Between 1996 and 2012, Lancashire appeared in a long string of short-run dramas and TV movies, few of which made it to the U.S. Partly this was a reflection of working, occasionally, with middling material: In January 2000, she signed a lucrative exclusive deal with ITV, Britain’s main commercial network, and in that period ITV’s shows were generally less impressive than the BBC’s. But partly (says this Northerner) it’s a reflection of U.S. importers’ preference for period and upper-class material. Lancashire is from Oldham in the formerly industrial North, and she generally plays contemporary Northern characters, often working-class women in grim circumstances. The only working-class Northerners American TV schedulers seem interested in are the ones serving the rich folks in Downton Abbey.

Lancashire’s work from the last decade or so may not have had much of an airing in America, but a surprising amount is viewable on YouTube. One unmissable part of her oeuvre is the first episode of 2000’s Clocking Off, an anthology series created by Paul Abbott, who later made State of Play and Shameless. Her character, Yvonne Kolakowski, has much in common with Catherine Cawood: She’s a slightly desperate, driven woman shouldering family responsibilities others have shirked. And yet she still manages to be sassy rather than sappy. And in both shows, her character very quickly finds herself in bed with a guy but manages to seem earthy and up-for-it rather than easy—she shows that there’s no shame in a single woman being sexual.

Lancashire is that rarest of creatures, the actress who has gotten better parts as she’s gotten older. After a long run of mediocre procedurals, domestic dramas, and period pieces, she has found herself in a remarkable series of roles since 2012: a comedic turn in The Paradise (available on Netflix), the most compelling character on Last Tango in Halifax (two seasons have aired on PBS; Season 1 is on Netflix), and now Happy Valley. Part of her good fortune is that she has become something of a muse for one of Britain’s best TV writers: Sally Wainwright, who wrote Last Tango in Halifax (and the fantastic Scott & Bailey—a kind of Northern English Cagney & Lacey), created Sgt. Cawood with Lancashire in mind.

The role plays to her strengths, especially that uncanny ability to project conflicting values—in this case, a balance between self-sacrifice and utter selfishness, or being absolutely brilliant at her job while sometimes neglecting her duties to focus on her own obsessions. She’s also provided with endless opportunities to toss off a comedic aside without undermining her character’s seriousness. Her talent for indicating hidden depths—no one stares into space or a steaming mug of tea more soulfully than Lancashire—is given full rein. And unlike some other actresses of a certain age, she’s willing to look like a middle-aged woman who gets too little sleep, grabs too many meals from the police canteen, and whose job sometimes involves getting kicked in the face.

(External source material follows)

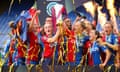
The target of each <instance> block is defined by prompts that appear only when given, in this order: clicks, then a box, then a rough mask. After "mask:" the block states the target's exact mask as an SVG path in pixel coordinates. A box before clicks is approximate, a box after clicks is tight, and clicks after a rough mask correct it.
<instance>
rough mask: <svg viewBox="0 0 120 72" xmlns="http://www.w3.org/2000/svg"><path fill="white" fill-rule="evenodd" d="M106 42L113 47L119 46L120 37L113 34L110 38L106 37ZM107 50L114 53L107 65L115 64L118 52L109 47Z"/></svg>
mask: <svg viewBox="0 0 120 72" xmlns="http://www.w3.org/2000/svg"><path fill="white" fill-rule="evenodd" d="M104 41H106V42H108V43H110V44H112V45H118V37H117V36H116V35H115V34H113V33H111V34H110V35H109V36H105V37H104ZM106 48H108V49H109V51H110V52H111V53H112V55H111V57H110V59H109V61H108V63H107V65H111V64H114V60H115V56H116V51H115V50H113V49H112V48H110V47H108V46H106Z"/></svg>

In her Coronation Street days, Lancashire was all slender limbs and skittish energy. Now she’s a more solid and earthy presence who always seems to be the most grown-up person in the room. In one of her first episodes on Coronation Street, her future husband, Curly Watts, promised to teach Raquel to walk like a thoroughbred. These days, no one struts like Sarah Lancashire. On Last Tango in Halifax, she does more walking and talking than the entire cast of The West Wing combined. On Happy Valley, she strides her patch of Yorkshire like an old-time law-woman. She is magnificent.